NIS is Serbia's national integrated energy company covering exploration, refining, and distribution — their core operational expertise underpins both H2020 participations as an industrial end-user.
NIS AD NOVI SAD
Serbia's national oil and gas operator, contributing industrial infrastructure expertise to EU energy resilience and clean energy research consortia.
Their core work
NIS AD Novi Sad (Naftna Industrija Srbije) is Serbia's largest integrated oil and gas company, operating across the full value chain: exploration and production, refining, and retail distribution of petroleum products and natural gas. As a major national energy infrastructure operator, they bring industrial-scale real-world context to EU research consortia — functioning as an end-user validator rather than a technology developer. Their H2020 participation reflects two strategic interests: securing their critical infrastructure against systemic risk, and tracking scientific progress on subsurface energy and cleaner fossil-fuel alternatives that affect their core business.
What they specialise in
Participated in SmartResilience (2016–2019), a project developing resilience indicators for smart critical infrastructures, where energy networks were a primary target domain.
Participated in S4CE — Science for Clean Energy (2017–2020), a research action targeting subsurface energy resources including geothermal and unconventional gas, directly relevant to NIS's subsurface operations.
Both projects touch the intersection of energy operations and systemic risk — SmartResilience from the infrastructure-security angle, S4CE from the environmental and geological risk angle of subsurface energy extraction.
How they've shifted over time
With only two projects starting in 2016 and 2017, the participation window is narrow and both projects ran concurrently for most of their lifecycle — making a meaningful trajectory analysis difficult. The pairing does suggest a deliberate dual focus: one project on protecting what they already operate (critical infrastructure resilience), and one on understanding the science behind what they may operate next (cleaner subsurface energy). There is no evidence of further H2020 engagement after 2017, which may indicate that EU research collaboration remained peripheral to their strategy rather than becoming a sustained practice.
NIS's trajectory suggests an industrial operator cautiously exploring the energy-transition research space while simultaneously securing its existing infrastructure — a pattern common in large fossil-fuel companies navigating regulatory and technological pressure, but their H2020 engagement appears to have been time-limited rather than an ongoing commitment.
How they like to work
NIS participates exclusively as a consortium partner and has never led an H2020 project — consistent with a large industrial company that contributes operational knowledge and real-world test environments rather than driving research agendas. Their two projects collectively involved 48 unique partners across 17 countries, indicating they join large multi-stakeholder consortia where their role is to represent the industrial end-user perspective and provide access to operational infrastructure. Partners should expect NIS to be a grounding voice on practical feasibility, not a source of experimental or methodological leadership.
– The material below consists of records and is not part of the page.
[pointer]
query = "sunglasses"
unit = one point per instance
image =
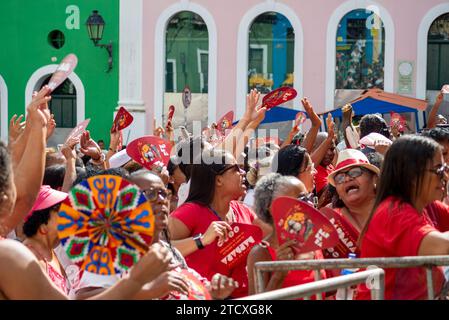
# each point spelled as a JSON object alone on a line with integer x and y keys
{"x": 309, "y": 198}
{"x": 353, "y": 173}
{"x": 236, "y": 167}
{"x": 153, "y": 194}
{"x": 441, "y": 171}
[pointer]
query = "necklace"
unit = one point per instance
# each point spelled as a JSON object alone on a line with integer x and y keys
{"x": 229, "y": 216}
{"x": 351, "y": 219}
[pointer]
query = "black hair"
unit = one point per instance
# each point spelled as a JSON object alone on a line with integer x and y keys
{"x": 266, "y": 190}
{"x": 289, "y": 160}
{"x": 403, "y": 170}
{"x": 91, "y": 172}
{"x": 36, "y": 219}
{"x": 439, "y": 134}
{"x": 373, "y": 123}
{"x": 202, "y": 181}
{"x": 298, "y": 139}
{"x": 187, "y": 152}
{"x": 54, "y": 176}
{"x": 5, "y": 167}
{"x": 375, "y": 158}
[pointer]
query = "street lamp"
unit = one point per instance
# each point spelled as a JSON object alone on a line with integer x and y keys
{"x": 95, "y": 27}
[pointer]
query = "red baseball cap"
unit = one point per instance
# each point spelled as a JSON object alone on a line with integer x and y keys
{"x": 46, "y": 198}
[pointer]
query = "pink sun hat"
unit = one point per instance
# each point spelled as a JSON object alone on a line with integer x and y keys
{"x": 351, "y": 158}
{"x": 46, "y": 198}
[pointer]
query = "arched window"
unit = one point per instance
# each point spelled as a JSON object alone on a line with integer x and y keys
{"x": 186, "y": 68}
{"x": 63, "y": 103}
{"x": 438, "y": 53}
{"x": 360, "y": 53}
{"x": 270, "y": 52}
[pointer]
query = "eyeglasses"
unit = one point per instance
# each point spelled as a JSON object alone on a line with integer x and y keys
{"x": 309, "y": 197}
{"x": 441, "y": 171}
{"x": 234, "y": 166}
{"x": 153, "y": 194}
{"x": 353, "y": 173}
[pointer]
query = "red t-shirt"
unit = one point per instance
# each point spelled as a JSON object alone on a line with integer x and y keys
{"x": 397, "y": 230}
{"x": 296, "y": 277}
{"x": 197, "y": 219}
{"x": 321, "y": 176}
{"x": 439, "y": 214}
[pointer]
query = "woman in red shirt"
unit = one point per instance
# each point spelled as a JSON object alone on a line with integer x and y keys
{"x": 354, "y": 179}
{"x": 267, "y": 189}
{"x": 413, "y": 175}
{"x": 211, "y": 207}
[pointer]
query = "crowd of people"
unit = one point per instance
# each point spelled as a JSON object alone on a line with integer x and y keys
{"x": 392, "y": 193}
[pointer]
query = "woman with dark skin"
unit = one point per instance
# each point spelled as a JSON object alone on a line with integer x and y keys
{"x": 267, "y": 189}
{"x": 413, "y": 176}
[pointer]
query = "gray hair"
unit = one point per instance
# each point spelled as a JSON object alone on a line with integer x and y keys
{"x": 267, "y": 189}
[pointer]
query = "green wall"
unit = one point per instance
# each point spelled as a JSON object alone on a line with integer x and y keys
{"x": 24, "y": 28}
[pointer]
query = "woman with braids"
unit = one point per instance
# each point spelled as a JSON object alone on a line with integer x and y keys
{"x": 267, "y": 189}
{"x": 21, "y": 275}
{"x": 413, "y": 176}
{"x": 171, "y": 284}
{"x": 217, "y": 183}
{"x": 41, "y": 236}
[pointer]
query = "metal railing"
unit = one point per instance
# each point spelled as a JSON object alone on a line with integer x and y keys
{"x": 308, "y": 289}
{"x": 427, "y": 262}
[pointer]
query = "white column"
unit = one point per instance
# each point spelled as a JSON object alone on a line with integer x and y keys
{"x": 130, "y": 75}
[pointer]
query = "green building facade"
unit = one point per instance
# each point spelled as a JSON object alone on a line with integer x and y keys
{"x": 35, "y": 37}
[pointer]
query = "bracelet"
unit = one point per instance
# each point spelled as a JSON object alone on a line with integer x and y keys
{"x": 100, "y": 160}
{"x": 198, "y": 242}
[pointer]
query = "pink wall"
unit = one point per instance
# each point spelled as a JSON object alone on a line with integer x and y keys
{"x": 314, "y": 16}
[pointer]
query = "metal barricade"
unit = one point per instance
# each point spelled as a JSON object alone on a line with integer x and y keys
{"x": 326, "y": 285}
{"x": 386, "y": 263}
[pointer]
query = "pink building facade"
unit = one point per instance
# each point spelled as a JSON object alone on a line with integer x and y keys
{"x": 143, "y": 26}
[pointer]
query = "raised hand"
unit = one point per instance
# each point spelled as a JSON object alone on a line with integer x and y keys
{"x": 16, "y": 127}
{"x": 216, "y": 229}
{"x": 151, "y": 265}
{"x": 381, "y": 146}
{"x": 68, "y": 149}
{"x": 159, "y": 132}
{"x": 51, "y": 125}
{"x": 89, "y": 147}
{"x": 330, "y": 126}
{"x": 38, "y": 112}
{"x": 316, "y": 121}
{"x": 439, "y": 98}
{"x": 252, "y": 112}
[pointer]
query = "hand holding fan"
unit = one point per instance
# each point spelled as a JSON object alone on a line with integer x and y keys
{"x": 295, "y": 219}
{"x": 278, "y": 97}
{"x": 105, "y": 225}
{"x": 122, "y": 120}
{"x": 150, "y": 151}
{"x": 63, "y": 71}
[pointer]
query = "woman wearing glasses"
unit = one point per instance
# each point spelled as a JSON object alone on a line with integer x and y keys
{"x": 354, "y": 179}
{"x": 413, "y": 176}
{"x": 171, "y": 285}
{"x": 267, "y": 189}
{"x": 293, "y": 160}
{"x": 211, "y": 207}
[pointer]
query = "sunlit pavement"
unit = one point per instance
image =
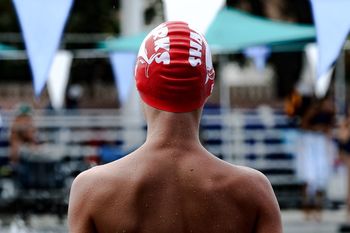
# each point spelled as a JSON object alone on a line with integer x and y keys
{"x": 293, "y": 222}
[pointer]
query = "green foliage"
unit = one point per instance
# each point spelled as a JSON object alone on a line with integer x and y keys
{"x": 87, "y": 16}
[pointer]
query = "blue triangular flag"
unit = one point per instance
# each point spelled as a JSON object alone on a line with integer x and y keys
{"x": 332, "y": 21}
{"x": 123, "y": 65}
{"x": 42, "y": 24}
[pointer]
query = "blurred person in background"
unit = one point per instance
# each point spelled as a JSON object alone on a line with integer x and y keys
{"x": 22, "y": 133}
{"x": 317, "y": 152}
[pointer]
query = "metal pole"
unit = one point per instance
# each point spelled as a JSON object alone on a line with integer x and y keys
{"x": 131, "y": 17}
{"x": 340, "y": 85}
{"x": 225, "y": 105}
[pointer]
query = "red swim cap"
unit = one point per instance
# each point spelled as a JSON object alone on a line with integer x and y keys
{"x": 174, "y": 70}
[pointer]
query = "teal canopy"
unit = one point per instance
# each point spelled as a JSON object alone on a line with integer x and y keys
{"x": 6, "y": 47}
{"x": 233, "y": 30}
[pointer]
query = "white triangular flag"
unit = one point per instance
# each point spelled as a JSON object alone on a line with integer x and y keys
{"x": 197, "y": 13}
{"x": 42, "y": 23}
{"x": 58, "y": 78}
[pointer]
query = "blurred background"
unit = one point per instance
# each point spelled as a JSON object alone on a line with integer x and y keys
{"x": 270, "y": 109}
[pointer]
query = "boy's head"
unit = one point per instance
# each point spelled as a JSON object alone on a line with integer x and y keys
{"x": 174, "y": 70}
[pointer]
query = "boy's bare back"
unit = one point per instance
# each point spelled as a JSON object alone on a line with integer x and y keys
{"x": 173, "y": 190}
{"x": 171, "y": 183}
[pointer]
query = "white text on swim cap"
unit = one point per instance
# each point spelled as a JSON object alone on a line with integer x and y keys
{"x": 161, "y": 41}
{"x": 196, "y": 42}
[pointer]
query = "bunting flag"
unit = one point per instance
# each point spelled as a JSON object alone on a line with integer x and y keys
{"x": 311, "y": 82}
{"x": 42, "y": 24}
{"x": 198, "y": 13}
{"x": 259, "y": 54}
{"x": 58, "y": 78}
{"x": 332, "y": 20}
{"x": 123, "y": 65}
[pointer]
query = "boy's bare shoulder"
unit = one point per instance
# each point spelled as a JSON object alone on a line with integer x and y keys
{"x": 252, "y": 182}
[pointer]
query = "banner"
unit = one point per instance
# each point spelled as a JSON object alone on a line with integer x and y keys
{"x": 123, "y": 65}
{"x": 42, "y": 24}
{"x": 58, "y": 78}
{"x": 332, "y": 20}
{"x": 198, "y": 13}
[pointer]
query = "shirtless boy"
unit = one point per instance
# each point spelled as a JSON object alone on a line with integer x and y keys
{"x": 172, "y": 184}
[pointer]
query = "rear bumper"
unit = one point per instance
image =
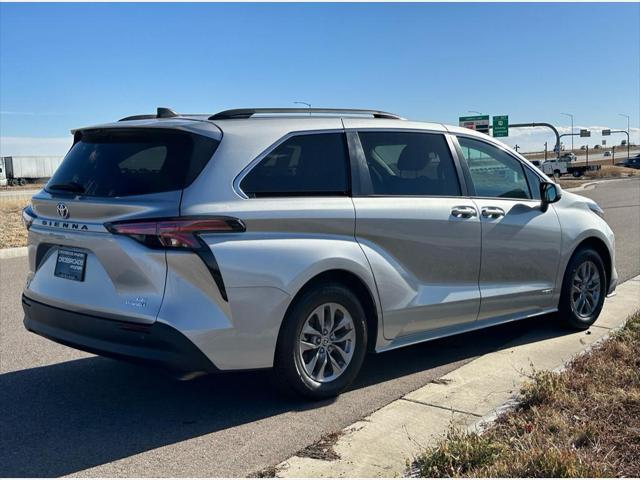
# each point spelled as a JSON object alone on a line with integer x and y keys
{"x": 157, "y": 344}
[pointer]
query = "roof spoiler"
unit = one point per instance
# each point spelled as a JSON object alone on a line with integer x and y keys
{"x": 162, "y": 112}
{"x": 240, "y": 113}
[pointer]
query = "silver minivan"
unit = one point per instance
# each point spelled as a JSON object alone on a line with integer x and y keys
{"x": 300, "y": 239}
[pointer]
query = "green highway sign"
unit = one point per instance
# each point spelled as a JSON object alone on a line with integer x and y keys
{"x": 501, "y": 126}
{"x": 479, "y": 123}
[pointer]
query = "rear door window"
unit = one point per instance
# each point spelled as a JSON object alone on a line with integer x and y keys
{"x": 125, "y": 162}
{"x": 303, "y": 165}
{"x": 410, "y": 163}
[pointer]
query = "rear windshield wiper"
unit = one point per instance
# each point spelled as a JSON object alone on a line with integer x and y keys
{"x": 67, "y": 187}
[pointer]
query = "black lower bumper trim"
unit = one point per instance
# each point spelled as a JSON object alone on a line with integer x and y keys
{"x": 156, "y": 343}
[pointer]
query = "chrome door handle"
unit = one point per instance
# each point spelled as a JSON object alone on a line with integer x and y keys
{"x": 492, "y": 212}
{"x": 463, "y": 212}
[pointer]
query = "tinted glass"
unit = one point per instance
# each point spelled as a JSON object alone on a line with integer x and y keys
{"x": 118, "y": 163}
{"x": 314, "y": 164}
{"x": 534, "y": 183}
{"x": 403, "y": 163}
{"x": 494, "y": 173}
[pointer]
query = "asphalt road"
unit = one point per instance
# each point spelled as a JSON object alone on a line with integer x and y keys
{"x": 64, "y": 412}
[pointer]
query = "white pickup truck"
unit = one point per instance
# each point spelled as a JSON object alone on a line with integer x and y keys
{"x": 556, "y": 167}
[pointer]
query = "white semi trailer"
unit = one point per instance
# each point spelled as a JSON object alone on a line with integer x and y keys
{"x": 20, "y": 170}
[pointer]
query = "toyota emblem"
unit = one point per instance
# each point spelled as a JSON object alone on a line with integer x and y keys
{"x": 63, "y": 210}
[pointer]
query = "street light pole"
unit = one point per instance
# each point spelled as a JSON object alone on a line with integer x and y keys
{"x": 570, "y": 115}
{"x": 628, "y": 132}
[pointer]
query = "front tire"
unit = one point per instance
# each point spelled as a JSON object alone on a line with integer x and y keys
{"x": 583, "y": 290}
{"x": 322, "y": 343}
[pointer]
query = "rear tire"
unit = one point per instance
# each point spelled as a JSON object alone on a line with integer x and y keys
{"x": 322, "y": 343}
{"x": 584, "y": 288}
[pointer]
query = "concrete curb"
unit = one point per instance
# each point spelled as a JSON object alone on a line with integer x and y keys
{"x": 471, "y": 396}
{"x": 12, "y": 252}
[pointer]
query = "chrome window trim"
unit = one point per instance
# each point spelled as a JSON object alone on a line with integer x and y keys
{"x": 245, "y": 171}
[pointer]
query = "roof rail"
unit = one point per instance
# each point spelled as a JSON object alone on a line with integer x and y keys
{"x": 162, "y": 112}
{"x": 249, "y": 112}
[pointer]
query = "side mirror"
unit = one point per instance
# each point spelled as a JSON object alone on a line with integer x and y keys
{"x": 549, "y": 193}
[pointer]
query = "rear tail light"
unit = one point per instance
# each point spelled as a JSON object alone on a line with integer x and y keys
{"x": 182, "y": 232}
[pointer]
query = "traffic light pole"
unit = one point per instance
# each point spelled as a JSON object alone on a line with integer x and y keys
{"x": 532, "y": 125}
{"x": 627, "y": 134}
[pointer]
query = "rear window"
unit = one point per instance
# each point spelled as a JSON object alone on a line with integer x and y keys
{"x": 120, "y": 163}
{"x": 309, "y": 165}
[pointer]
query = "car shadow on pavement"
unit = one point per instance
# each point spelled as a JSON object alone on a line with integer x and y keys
{"x": 67, "y": 417}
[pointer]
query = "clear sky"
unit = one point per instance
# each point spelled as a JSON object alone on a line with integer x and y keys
{"x": 69, "y": 65}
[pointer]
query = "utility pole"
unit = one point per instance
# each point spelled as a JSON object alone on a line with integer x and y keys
{"x": 628, "y": 132}
{"x": 570, "y": 115}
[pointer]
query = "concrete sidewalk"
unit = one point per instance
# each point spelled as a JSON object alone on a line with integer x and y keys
{"x": 380, "y": 444}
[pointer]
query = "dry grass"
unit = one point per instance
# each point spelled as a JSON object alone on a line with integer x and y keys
{"x": 582, "y": 422}
{"x": 12, "y": 231}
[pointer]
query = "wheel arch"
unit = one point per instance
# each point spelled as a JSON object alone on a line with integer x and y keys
{"x": 354, "y": 283}
{"x": 601, "y": 247}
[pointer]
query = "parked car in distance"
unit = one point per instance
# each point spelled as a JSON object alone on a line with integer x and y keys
{"x": 300, "y": 239}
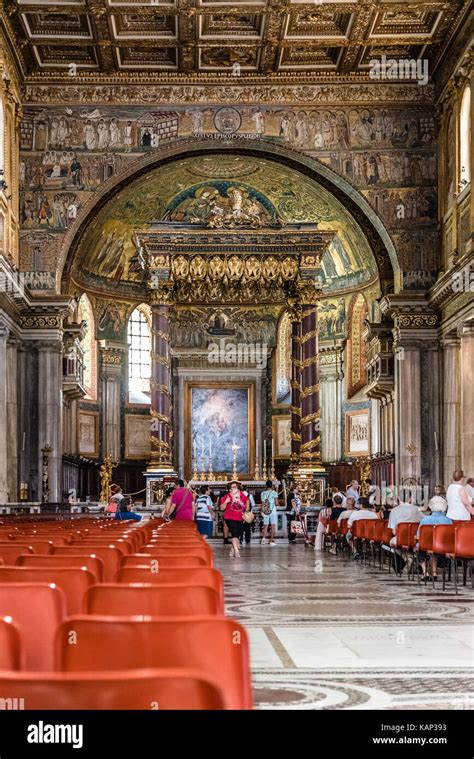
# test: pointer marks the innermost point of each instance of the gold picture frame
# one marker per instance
(88, 433)
(357, 433)
(216, 385)
(281, 430)
(137, 430)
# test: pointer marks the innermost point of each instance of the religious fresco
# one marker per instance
(220, 415)
(262, 191)
(68, 153)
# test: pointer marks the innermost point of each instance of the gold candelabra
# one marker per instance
(105, 474)
(235, 448)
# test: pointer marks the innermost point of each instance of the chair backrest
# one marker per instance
(10, 553)
(405, 534)
(125, 547)
(370, 526)
(10, 644)
(92, 563)
(343, 528)
(426, 538)
(197, 575)
(464, 541)
(164, 562)
(73, 581)
(144, 690)
(443, 538)
(155, 600)
(216, 645)
(110, 555)
(37, 544)
(379, 527)
(36, 609)
(358, 528)
(200, 553)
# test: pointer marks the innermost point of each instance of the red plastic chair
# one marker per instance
(36, 609)
(10, 644)
(12, 551)
(120, 643)
(73, 581)
(199, 553)
(464, 550)
(92, 563)
(195, 576)
(138, 690)
(164, 562)
(159, 600)
(110, 555)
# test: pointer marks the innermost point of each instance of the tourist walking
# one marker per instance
(269, 499)
(234, 504)
(204, 512)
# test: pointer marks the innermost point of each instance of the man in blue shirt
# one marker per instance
(437, 506)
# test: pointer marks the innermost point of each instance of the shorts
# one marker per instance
(205, 527)
(236, 527)
(270, 519)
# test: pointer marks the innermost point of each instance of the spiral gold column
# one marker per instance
(310, 451)
(295, 315)
(161, 432)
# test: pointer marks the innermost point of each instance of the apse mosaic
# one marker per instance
(272, 194)
(68, 153)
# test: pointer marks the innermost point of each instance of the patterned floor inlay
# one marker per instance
(327, 633)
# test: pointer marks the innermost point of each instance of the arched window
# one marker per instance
(356, 346)
(90, 348)
(282, 389)
(2, 128)
(139, 356)
(465, 139)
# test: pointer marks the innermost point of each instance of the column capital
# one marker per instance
(466, 329)
(451, 340)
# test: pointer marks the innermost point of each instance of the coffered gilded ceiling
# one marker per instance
(234, 36)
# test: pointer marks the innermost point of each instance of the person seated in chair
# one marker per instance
(124, 511)
(438, 506)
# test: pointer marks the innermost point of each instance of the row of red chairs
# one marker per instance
(143, 600)
(454, 542)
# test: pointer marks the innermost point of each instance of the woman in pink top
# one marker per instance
(182, 503)
(235, 503)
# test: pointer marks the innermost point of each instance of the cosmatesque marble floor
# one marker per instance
(327, 633)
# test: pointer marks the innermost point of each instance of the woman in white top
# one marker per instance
(459, 505)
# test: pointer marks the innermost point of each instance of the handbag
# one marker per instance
(111, 507)
(296, 528)
(266, 508)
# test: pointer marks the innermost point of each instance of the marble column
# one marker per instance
(4, 333)
(50, 406)
(467, 397)
(12, 418)
(161, 428)
(451, 442)
(310, 452)
(408, 412)
(331, 378)
(295, 408)
(28, 418)
(111, 377)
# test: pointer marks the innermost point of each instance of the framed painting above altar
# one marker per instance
(219, 414)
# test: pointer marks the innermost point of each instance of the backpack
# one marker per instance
(266, 508)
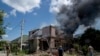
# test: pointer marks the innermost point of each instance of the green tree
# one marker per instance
(2, 30)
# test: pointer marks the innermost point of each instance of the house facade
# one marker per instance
(46, 38)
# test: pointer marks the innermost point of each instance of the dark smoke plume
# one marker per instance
(81, 12)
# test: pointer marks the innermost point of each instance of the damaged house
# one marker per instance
(49, 37)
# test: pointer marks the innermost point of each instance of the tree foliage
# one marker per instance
(91, 37)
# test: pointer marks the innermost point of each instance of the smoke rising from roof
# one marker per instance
(80, 12)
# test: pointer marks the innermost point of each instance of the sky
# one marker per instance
(36, 14)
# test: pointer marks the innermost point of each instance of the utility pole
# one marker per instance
(22, 24)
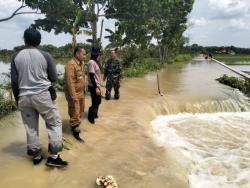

Despite only two projects, NIS has been exposed to 48 unique partners across 17 countries — a sign that both SmartResilience and S4CE were large, geographically diverse RIA consortia. Their network is broad but shallow: wide country coverage without the depth of repeated collaborations that builds lasting research relationships.
What sets them apart
NIS is the only Serbian national oil and gas company with H2020 track record, which makes them a rare bridge between the Western Balkans energy sector and European research networks. For consortium builders needing an operational energy company in a non-EU Eastern European market — particularly one with both upstream (subsurface) and downstream (distribution) expertise — NIS fills a gap few other organizations can. Their value is not in publishing research but in providing real infrastructure, real data, and real operational constraints that make research results credible to industry.
Highlights from their portfolio
- S4CEScience for Clean Energy placed NIS in a consortium tackling the environmental science of subsurface energy extraction — an unusually forward-looking engagement for a company whose core revenue comes from conventional oil and gas.
- SmartResilienceThis project developed resilience indicators for smart critical infrastructures, with NIS contributing as a live operator of exactly the kind of energy network the project was designed to protect.